ServiceNow faces a reality check as UBS’s Karl Keirstead downgrades NOW to Neutral and slashes the price target to $100. Once his standout Buy in application software for the AI era, ServiceNow now looks less differentiated as customers rethink their budgets and their approach to workflow automation.
Keirstead stresses that clients are not abandoning ServiceNow as a system of record, but some are exploring AI models to build lighter, custom workflows on top or to resolve more tickets automatically. That trend could pressure seat growth in customer service management, a meaningful part of revenue, while enthusiasm for using ServiceNow as the central AI “agent orchestration” layer appears muted.
Compounding the issue, he sees growing evidence that enterprise budgets are being redirected toward AI infrastructure and data projects, crowding out more traditional software spend. With expectations for only modest beats, trimmed cRPO growth and a 2026 FCF multiple already at a premium to peers, UBS argues the shares are fairly valued. Investors may need to reset expectations for how much AI will expand ServiceNow’s growth and margins in the near term.
Nike also moves to the sidelines as Piper Sandler’s Anna Andreeva downgrades NKE to Neutral with a $50 target. She worries the athleisure boom may be at or near its peak, just as Nike approaches tough comparisons in its high-flying running category and struggles to replace fading classics.

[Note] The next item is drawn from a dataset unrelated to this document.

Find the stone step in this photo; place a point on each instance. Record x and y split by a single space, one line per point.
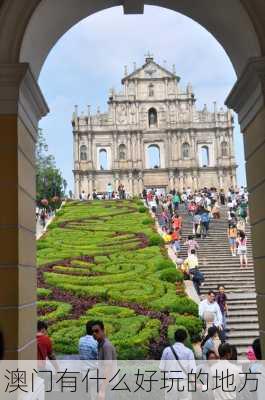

The report flags a U.S. footwear market where performance running remains healthy but sport lifestyle appears saturated, with look-alike brands and trendsetters buying less frequently. At the same time, legacy Nike classics like the Dunk are rapidly shrinking and may become immaterial, leaving a multi-billion dollar hole in sportswear volumes that the company has yet to fill with fresh innovation at scale.
Frequency of shoe purchases is already well above pre-pandemic levels, and with consumers on edge, competition is likely to intensify around product novelty and design. Andreeva notes that Nike’s leadership refresh still leans heavily on long-tenured insiders, raising questions about whether truly new ideas are coming. At around 22–25x forward earnings and with no near-term catalyst before an Investor Day in the second half of 2026, she sees limited reasons to chase the stock now.